Google to include popular third-party apps in its security bug bounty program
The most important change in GPSRP, Google’s security reward program for its Google Play Store, is that security researchers can now claim a reward for security vulnerabilities in applications that were not developed by the search giant.
“We are increasing the scope of GPSRP to include all apps in Google Play with 100 million or more installs,” in a post published by Google engineers Patrick Mutchler, Sebastian Porst (Google Play Protect) and Adam Bacchus who runs GPSRP. “These apps are now eligible for rewards, even if the app developers don’t have their own vulnerability disclosure or bug bounty program.”
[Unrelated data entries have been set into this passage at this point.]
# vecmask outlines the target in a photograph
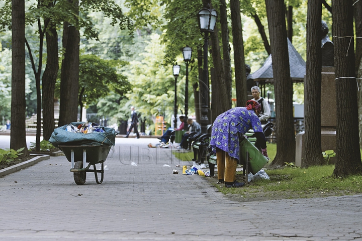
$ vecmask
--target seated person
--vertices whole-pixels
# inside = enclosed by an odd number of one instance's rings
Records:
[[[190,133],[192,132],[201,133],[201,126],[199,123],[190,118],[188,119],[187,123],[189,124],[189,131],[184,134],[181,143],[180,143],[180,146],[184,149],[187,149],[189,148],[188,139]]]
[[[162,137],[158,138],[161,140],[161,142],[163,142],[163,143],[167,143],[167,142],[168,142],[168,140],[171,137],[171,133],[172,133],[173,131],[180,131],[184,130],[184,126],[185,125],[185,123],[184,123],[184,116],[183,115],[181,115],[178,117],[179,118],[179,120],[181,120],[181,125],[180,125],[180,126],[178,128],[177,128],[177,129],[176,128],[173,128],[173,130],[172,130],[172,129],[167,130],[164,133],[163,133],[163,135]]]

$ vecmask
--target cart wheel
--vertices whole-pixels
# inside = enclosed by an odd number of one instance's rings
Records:
[[[80,169],[83,168],[83,162],[76,162],[74,163],[74,169]],[[83,185],[85,182],[86,172],[76,172],[73,173],[74,175],[74,182],[77,185]]]

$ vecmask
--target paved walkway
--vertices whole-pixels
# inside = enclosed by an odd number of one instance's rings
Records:
[[[0,178],[0,240],[362,240],[362,195],[231,201],[157,141],[117,138],[101,185],[64,156]]]

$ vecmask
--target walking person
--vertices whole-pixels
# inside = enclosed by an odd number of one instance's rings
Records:
[[[126,138],[128,138],[128,136],[131,133],[132,129],[134,129],[133,132],[136,133],[137,135],[136,139],[139,139],[139,133],[138,133],[138,130],[137,130],[137,125],[138,125],[138,117],[137,116],[137,113],[134,110],[134,106],[131,106],[131,126],[130,126],[129,129],[125,137]]]
[[[239,138],[252,129],[261,153],[267,157],[266,142],[257,117],[261,106],[253,100],[246,102],[246,107],[236,107],[219,115],[214,122],[210,145],[216,153],[218,179],[226,187],[241,187],[245,185],[235,178],[237,160],[240,159]]]
[[[259,103],[261,105],[261,110],[258,117],[262,125],[265,125],[267,122],[267,119],[270,118],[270,112],[269,103],[263,98],[260,96],[260,88],[258,86],[253,86],[251,87],[251,94],[252,94],[253,99],[251,100]]]

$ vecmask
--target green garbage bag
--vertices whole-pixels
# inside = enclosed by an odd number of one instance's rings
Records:
[[[268,160],[247,138],[240,142],[240,158],[243,162],[246,159],[246,153],[248,153],[248,169],[249,171],[255,175],[267,163]]]
[[[59,146],[114,146],[116,144],[116,136],[118,133],[113,128],[99,127],[104,132],[86,134],[75,133],[66,130],[67,127],[69,125],[78,127],[84,123],[72,122],[54,129],[49,141],[57,147]]]

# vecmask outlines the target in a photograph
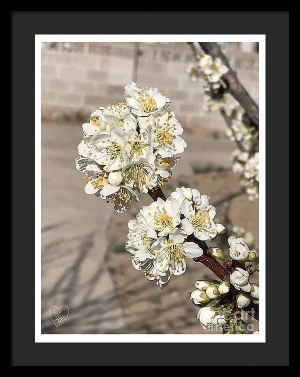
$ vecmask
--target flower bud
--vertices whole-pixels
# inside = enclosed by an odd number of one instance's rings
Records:
[[[228,280],[225,280],[219,284],[218,290],[220,294],[226,294],[229,292],[230,284]]]
[[[242,320],[238,320],[236,324],[236,334],[246,334],[247,330],[246,322]]]
[[[217,313],[212,306],[202,308],[198,312],[197,320],[199,320],[202,327],[207,330],[211,326],[210,324]]]
[[[232,259],[238,262],[248,260],[249,248],[244,238],[231,236],[228,238],[228,243],[230,246],[228,254]]]
[[[252,262],[256,258],[256,252],[250,252],[248,256],[248,262]]]
[[[209,286],[206,290],[206,295],[212,300],[214,300],[219,296],[218,288],[214,286]]]
[[[192,300],[192,302],[196,305],[208,302],[210,300],[206,292],[204,290],[194,290],[192,292],[190,300]]]
[[[258,304],[260,300],[258,284],[256,283],[250,283],[251,286],[251,290],[250,291],[250,296],[254,304]]]
[[[223,254],[223,252],[220,248],[209,248],[207,252],[214,258],[218,258],[222,260],[226,260],[226,257]]]
[[[249,296],[244,292],[241,291],[236,294],[236,304],[238,308],[246,308],[250,304],[251,300]]]
[[[216,326],[222,328],[227,323],[227,320],[224,315],[218,314],[212,319],[212,323],[214,324]]]
[[[108,182],[112,186],[118,186],[123,180],[123,174],[120,170],[110,172],[108,174]]]
[[[210,285],[210,283],[205,280],[196,280],[195,282],[195,286],[196,288],[202,290],[206,290],[206,288],[208,288]]]
[[[251,286],[248,280],[248,278],[249,272],[248,271],[236,267],[230,276],[230,282],[238,290],[242,290],[245,292],[250,292]]]

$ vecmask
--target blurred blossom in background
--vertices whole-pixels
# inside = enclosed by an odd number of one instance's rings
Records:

In the case where a security researcher found a security vulnerability in a popular app that doesn’t have a bounty program, Google will then help the hacker to responsibly disclose the identified vulnerabilities to the affected app developer and pay the bonus reward.
If the developer of a popular app already has a disclosure program, security researchers will then be able to collect the cash reward directly from the app developer on top of the reward from Google.
Prior to today’s announcement, security researchers had no easy way to be rewarded for responsibly disclosing severe security vulnerabilities to app developers that don’t have a security bounty program.
At this time, only the following three vulnerabilities qualify for GPSRP:
- Remote Code Execution (RCE) – $20,000: The RCE vulnerability should allow an attacker to run a native ARM code of their choosing on a user’s device without user knowledge or permission
- Theft of insecure private data – $3,000: Unauthorized access to personally identifiable information in a way that an attacker can steal them from Android devices with default security settings
- Access to protected app components – $3,000: Where an app component processes a passed Intent (e.g. from startActivity, sendBroadcast, startService, or bindService) from another app without properly validating the Intent, resulting in the target app performing an operation that the sending app doesn’t have permission to do
With the expansion of GPSRP to non-Google apps, the Silicon Valley company hopes to incentivize security researchers to adopt its bug bounty model instead of making public disclosures, which could cause massive disruptions, or worse, selling their exploits to the underground hacking scene.
Some of the app developers that are participating in the new expanded Google Play Security Reward Program include Grammarly, Livestream, Priceline, Shopify, Showmax, Spotify, Sweatcoin and Zomato.